Over the course of my seminary studies and work in the Vineyard, however, I have grown to grown to see him in a much different light.
He was pope during one of the most tumultuous periods in the history of the Church. He had to confront various crises simultaneously, from the Cold and Vietnam Wars, to the assassination of so many political leaders, the inhumane poverty of various parts of the world, the hemorrhaging of vocations to the priesthood and religious life, the corruption of sexual abuse that was clandestinely occurring within the Church, the sexual revolution, and the vast crisis of faith that impacted so many areas of Church teaching and life. Whereas some of his approaches can be second-guessed, he sought to do everything he could to help guide the Church through the storm.
In 1972, he publicly admitted what, or better whom, he knew he was up against. “From some fissure,” he stated, “the smoke of Satan has entered the temple of God.… There has been an intervention of an adverse power [whose] name is the devil” who was seeking to “disturb, to suffocate the fruits of the Ecumenical Council, and to impede the Church from breaking into the hymn of joy at having renewed in fullness its awareness of itself.”
It was Satan, he said, who was ultimately behind the liturgical “creativity” that was wreck-ovating Churches and making the priest, rather than God, the center of the liturgy; the lack of trust in the Church and the gullible credence given to the “first profane prophet who speaks in some journal or social movement”; the “doubt that had entered consciences … by windows that should have been open to the light”; and the tempests, darkness and uncertainty that was reigning in the Church and in culture.
Paul VI fought the devil hard and never gave up, never lost hope, even if often he appeared weary. He saw his mission at the time of confusion to “strengthen the faith of his brethren,” the task Jesus himself gave to Peter, with the certitude of the truths of faith, even if the seeds fell on unreceptive soil.

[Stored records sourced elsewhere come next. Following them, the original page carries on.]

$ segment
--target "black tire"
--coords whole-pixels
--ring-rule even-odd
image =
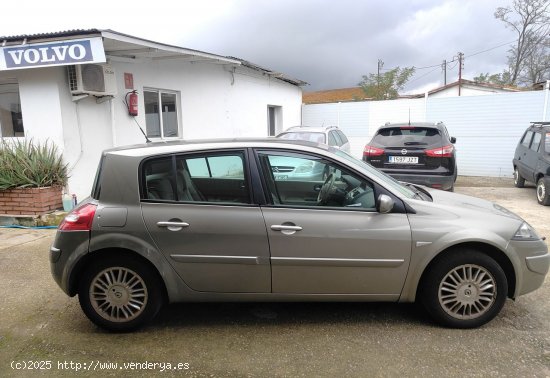
[[[155,272],[127,255],[94,261],[84,272],[78,299],[94,324],[113,332],[132,331],[151,321],[164,303]]]
[[[537,202],[544,206],[550,205],[550,193],[544,176],[537,180]]]
[[[523,188],[525,186],[525,179],[519,174],[518,168],[514,168],[514,185],[516,188]]]
[[[442,256],[429,268],[420,301],[441,325],[475,328],[498,315],[507,293],[506,274],[495,260],[461,249]]]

In his Testament published after his death, he said two things that all of us should ponder as we mark his beatification this Sunday. They’re as relevant today as when he wrote them facing death.
Regarding the state of the Church, he said, “May she listen to a few of our words, uttered with seriousness and love for her.”
And regarding the world, he added, “Do not think the Church can help it by assuming its thoughts, customs, and tastes, but rather by studying it, loving it, serving it.”
His beatification is an opportunity for us to study anew his words and to study and serve the world, not by assimilating its spirit or “smoke,” but leavening it with the spirit of the Gospel, the spirit with which he lived heroically.